Folic acid supplementation, which reduces homocysteine levels, does not decrease risk ratios for the various illnesses that high homocysteine levels are associated with, for example, cardiovascular illnesses. Folic acid is ineffective as homocysteine must be metabolized through the transsulfuration pathway. Increasing remethylation of homocysteine to L-methionine does not fix the transsulfuration pathway leaving folic acid ineffective in decreasing risk ratios for various illnesses. Very unfortunately increasing levels of L-cysteine through supplementation with N-acetyl-L-cysteine, cysteine, cystine or lipoic acid also does not work where such supplementation can be very dangerous.

Polyphenols, homocysteine, Parkinson’s disease and Alzheimer’s disease

High homocysteine levels indicate the transsulfuration pathway (homocysteine to L-cysteine) is dysregulated. Taurine is synthesized from L-cysteine. Taurine is needed to form various bile acids. Bile acids are needed for fat absorption.

Polyphenols can increase beta-oxidation which can lead to serious difficulties if there are difficulties in fat absorption which are likely if there are high homocysteine levels.

Many illnesses for which polyphenols have been postulated to be treatments are associated with high levels of homocysteine, however, where there are high homocysteine levels there could be difficulties in fatty acid absorption. Increasing levels of polyphenols, which increase beta-oxidation, would be contradicted where there are difficulties in fatty acid absorption and metabolism.

Polyphenol supplements are frequently suggested as treatments for Alzheimer’s disease and Parkinson’s disease, however, both Alzheimer’s disease and Parkinson’s disease are associated with high homocyteine levels whereby there could be difficulties in fatty acid absoption. Polyphenol supplements could worsen Alzheimer’s disease and Parkinson’s disease. In the treatment of Alzheimer’s disease polyphenols have been full of promise but have failed to deliver effective treatments.

Caffeine pills have nowhere near the same effect as coffee. There must be more to the effects of coffee than caffeine and that something more is the polyphenol contents of coffee and the effect of those polyphenols on beta-oxidation.

DHA and Alzheimer’s disease

Docosahexaenoic acid (DHA) levels are low in Alzheimer’s disease. DHA is synthesized from alpha-linoelic acid which is an essential fatty acid which must be obtained from the diet. For DHA to be synthesized from alpha-linoelic acid, alpha linoleic acid must first be absorbed.

A meta-analysis indicates that homocysteine levels are significantly high in Alzheimer’s disease. High homocysteine levels in Alzheimer’s disease indicate the transsulfuration pathway is dysregulated in Alzheimer’s disease as homocysteine is not being metabolized to L-cysteine which is what the transsulfuration pathway does.

With low levels of L-cysteine there will be low levels of taurine. Taurine is synthesized from L-cysteine. Taurine is needed for the formation of bile acids which are needed for fat absorption. With alpha-linoelic acid not absorbed in Alzheimer’s disease due to low levels of taurine synthesis of DHA will be impaired in Alzheimer’s disease which is what is seen is Alzheimer’s disease. Effectiveness of supplementation with DHA in Alzheimer’s disease could be limited due to a failure to absorb DHA due to low levels of taurine in Alzheimer’s disease.

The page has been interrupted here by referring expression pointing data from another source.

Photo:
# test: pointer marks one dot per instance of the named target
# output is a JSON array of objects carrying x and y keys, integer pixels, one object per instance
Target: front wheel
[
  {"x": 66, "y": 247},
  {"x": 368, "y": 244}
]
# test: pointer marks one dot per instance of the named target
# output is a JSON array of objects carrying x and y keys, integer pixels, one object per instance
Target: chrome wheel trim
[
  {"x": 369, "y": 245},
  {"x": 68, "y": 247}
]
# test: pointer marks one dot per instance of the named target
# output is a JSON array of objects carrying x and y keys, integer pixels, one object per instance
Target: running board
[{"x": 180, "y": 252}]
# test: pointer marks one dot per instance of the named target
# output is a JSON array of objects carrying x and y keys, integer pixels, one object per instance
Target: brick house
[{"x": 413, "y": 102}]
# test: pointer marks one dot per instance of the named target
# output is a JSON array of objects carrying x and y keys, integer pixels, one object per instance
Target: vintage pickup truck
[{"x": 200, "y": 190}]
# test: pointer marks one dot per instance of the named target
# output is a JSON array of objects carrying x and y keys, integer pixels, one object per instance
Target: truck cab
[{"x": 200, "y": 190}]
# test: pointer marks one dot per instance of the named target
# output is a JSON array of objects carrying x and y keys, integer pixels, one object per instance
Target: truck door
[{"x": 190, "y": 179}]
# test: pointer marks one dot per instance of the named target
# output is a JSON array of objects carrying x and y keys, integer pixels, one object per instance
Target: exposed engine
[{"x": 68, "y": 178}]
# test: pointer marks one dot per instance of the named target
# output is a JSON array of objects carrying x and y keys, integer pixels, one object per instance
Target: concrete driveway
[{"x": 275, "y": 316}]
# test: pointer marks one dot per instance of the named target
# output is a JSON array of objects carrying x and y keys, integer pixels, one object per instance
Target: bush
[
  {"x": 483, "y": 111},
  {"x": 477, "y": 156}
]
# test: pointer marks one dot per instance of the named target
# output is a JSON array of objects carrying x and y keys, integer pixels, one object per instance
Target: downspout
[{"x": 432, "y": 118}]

Taurine only poorly crosses the blood-brain barrier. However, to assist with essential fatty acid absorption taurine does not have to cross the blood-barrier. Taurine by enhancing fat absorption can enhance brain function.

Homotaurine has has been shown to be a promising therapy for Alzheimer’s disease. In Alzheimer’s disease taurine could be taken with with fatty acid supplements high in alpha linoelic acid, such as lignan free flax seed oil. Lignans are polyphenols so flax seed oil with lignans is avoided.